Naegleria has potential to convert in epidemic, warns expert

May 23, 2013 Off By Web Desk

Karachi: The citizens are cautioned to adopt precautionary measures against the disease ‘Naegleria fowleri’ causing brain disease, as the disease is hundred percents fatal, having potential to be converted into an epidemic.

This was said by Director International Centre for Chemical and Biological Sciences (ICCBS), Karachi University (KU) Prof. Dr. M. Iqbal Chaudhary, expressed these views, while delivering a lecture on Thursday at Dr. Panjwani Centre for Molecular Medicine and Drug Research (PCMD).

He said the people living in Karachi are on higher risk because the citizens, as per their needs they have to store water in underground and overhead tanks where N. fowleri amoebas grow.

N. fowleri disease is also known as Primary Amoebic Meningoencephalitis (PAM).

Naegleria loves very warm water. It can survive in water as hot as 113º Fahrenheit (46Cº). Naegleria can’t live in salt water. There is a dire need to have trained doctors and health workers in the city to deal with this disease. Authorities concerned must stop supply of untreated water to the citizens.

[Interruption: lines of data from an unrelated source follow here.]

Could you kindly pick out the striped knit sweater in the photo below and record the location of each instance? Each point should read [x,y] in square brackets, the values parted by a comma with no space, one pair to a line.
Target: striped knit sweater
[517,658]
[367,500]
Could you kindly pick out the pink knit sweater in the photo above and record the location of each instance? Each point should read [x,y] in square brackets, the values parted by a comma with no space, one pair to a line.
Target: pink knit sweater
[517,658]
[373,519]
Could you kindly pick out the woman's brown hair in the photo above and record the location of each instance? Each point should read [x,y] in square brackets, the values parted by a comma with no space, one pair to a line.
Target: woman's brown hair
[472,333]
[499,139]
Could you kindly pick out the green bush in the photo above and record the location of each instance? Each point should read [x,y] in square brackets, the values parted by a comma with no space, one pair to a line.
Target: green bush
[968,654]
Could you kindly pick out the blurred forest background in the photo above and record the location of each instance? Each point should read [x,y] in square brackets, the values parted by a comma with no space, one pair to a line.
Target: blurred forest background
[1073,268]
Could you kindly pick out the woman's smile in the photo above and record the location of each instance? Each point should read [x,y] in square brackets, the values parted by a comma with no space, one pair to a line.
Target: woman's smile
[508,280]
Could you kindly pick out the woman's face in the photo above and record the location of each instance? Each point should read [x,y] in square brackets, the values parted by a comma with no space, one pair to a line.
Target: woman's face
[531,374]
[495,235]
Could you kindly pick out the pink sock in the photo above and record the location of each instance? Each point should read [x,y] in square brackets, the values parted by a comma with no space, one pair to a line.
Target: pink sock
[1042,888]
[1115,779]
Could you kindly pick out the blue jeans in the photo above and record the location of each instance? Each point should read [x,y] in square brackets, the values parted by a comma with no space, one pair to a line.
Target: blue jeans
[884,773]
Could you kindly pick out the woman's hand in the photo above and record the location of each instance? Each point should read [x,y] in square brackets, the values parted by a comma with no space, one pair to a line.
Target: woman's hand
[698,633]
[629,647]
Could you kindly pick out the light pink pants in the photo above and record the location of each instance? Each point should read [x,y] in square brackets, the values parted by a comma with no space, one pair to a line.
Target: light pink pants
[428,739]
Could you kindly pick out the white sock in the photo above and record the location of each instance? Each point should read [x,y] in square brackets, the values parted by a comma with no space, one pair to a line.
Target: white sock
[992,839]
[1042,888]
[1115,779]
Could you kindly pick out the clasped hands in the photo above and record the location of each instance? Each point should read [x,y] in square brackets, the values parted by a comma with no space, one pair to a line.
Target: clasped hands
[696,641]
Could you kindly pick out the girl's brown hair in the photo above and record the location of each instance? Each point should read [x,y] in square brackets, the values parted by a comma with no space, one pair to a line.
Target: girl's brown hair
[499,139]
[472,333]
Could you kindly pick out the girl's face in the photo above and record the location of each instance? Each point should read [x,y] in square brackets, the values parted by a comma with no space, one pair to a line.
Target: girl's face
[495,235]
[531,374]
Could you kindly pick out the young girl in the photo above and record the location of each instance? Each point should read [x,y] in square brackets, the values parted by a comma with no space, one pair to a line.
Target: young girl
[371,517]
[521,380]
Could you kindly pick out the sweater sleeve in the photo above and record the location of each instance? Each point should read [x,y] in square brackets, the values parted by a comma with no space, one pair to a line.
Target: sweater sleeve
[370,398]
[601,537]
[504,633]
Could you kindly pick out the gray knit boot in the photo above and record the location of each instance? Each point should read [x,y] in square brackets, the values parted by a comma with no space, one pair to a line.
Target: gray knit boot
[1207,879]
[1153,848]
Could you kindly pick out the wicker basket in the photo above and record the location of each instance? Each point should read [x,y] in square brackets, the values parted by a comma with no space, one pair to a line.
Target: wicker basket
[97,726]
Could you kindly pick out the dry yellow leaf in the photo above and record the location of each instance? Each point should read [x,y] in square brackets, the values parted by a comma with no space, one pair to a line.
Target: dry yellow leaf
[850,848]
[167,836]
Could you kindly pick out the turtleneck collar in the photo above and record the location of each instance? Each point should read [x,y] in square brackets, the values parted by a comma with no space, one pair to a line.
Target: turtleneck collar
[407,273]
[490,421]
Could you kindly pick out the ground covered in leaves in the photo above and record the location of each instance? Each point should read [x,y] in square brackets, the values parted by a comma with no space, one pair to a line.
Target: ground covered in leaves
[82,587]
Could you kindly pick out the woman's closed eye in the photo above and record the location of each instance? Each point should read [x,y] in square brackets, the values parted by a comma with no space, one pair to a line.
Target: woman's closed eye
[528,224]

It is pertinent to mention here that as many as 10 people died of Naegleria fowleri during July 7 to October 3, 2012, as per a report prepared by Sindh Health Department last year.

Dr. Iqbal Chaudhary said that Naegleria disease is 100 per cent preventable. He said N. fowleri amoebas live in fresh water like ponds, lakes, swimming pools, underground and overhead water tanks. Naegleria can’t survive in properly treated swimming pools or in properly treated municipal water.

“Naegleria normally eats bacteria, but when the amoeba gets into humans, it uses the brain as a food source. N. fowleri amoeba disease is not infectious. Infection does not occur by drinking water infested with N. fowleri amoeba.”

The disease takes 2 to 15 days for symptoms to appear after N. fowleri amoebas enter the nose. Death usually occurs 3 to 7 days after symptoms appear. The average time to death is 5 to 3 days from symptom onset.

Symptoms include headache, fever, stiff neck, loss of appetite, vomiting, altered mental state, fits, coma, and death. There may also be hallucinations, drooping eyelid, blurred vision and loss of the sense of taste.

There is no rapid test for infection with brain-eating amoeba. It can take weeks to identify the amoeba. However, MRI brain may be suggestive.

The citizens can protect themselves by avoid swimming underwater, diving, water skiing, and jumping in warm, still waters during the late summer, Chaudhary advised and maintained that swimmers must wear a nose clip when swimming, boating, or playing in or on warm waters; personal actions can reduce the risk of Naegleria fowleri infection.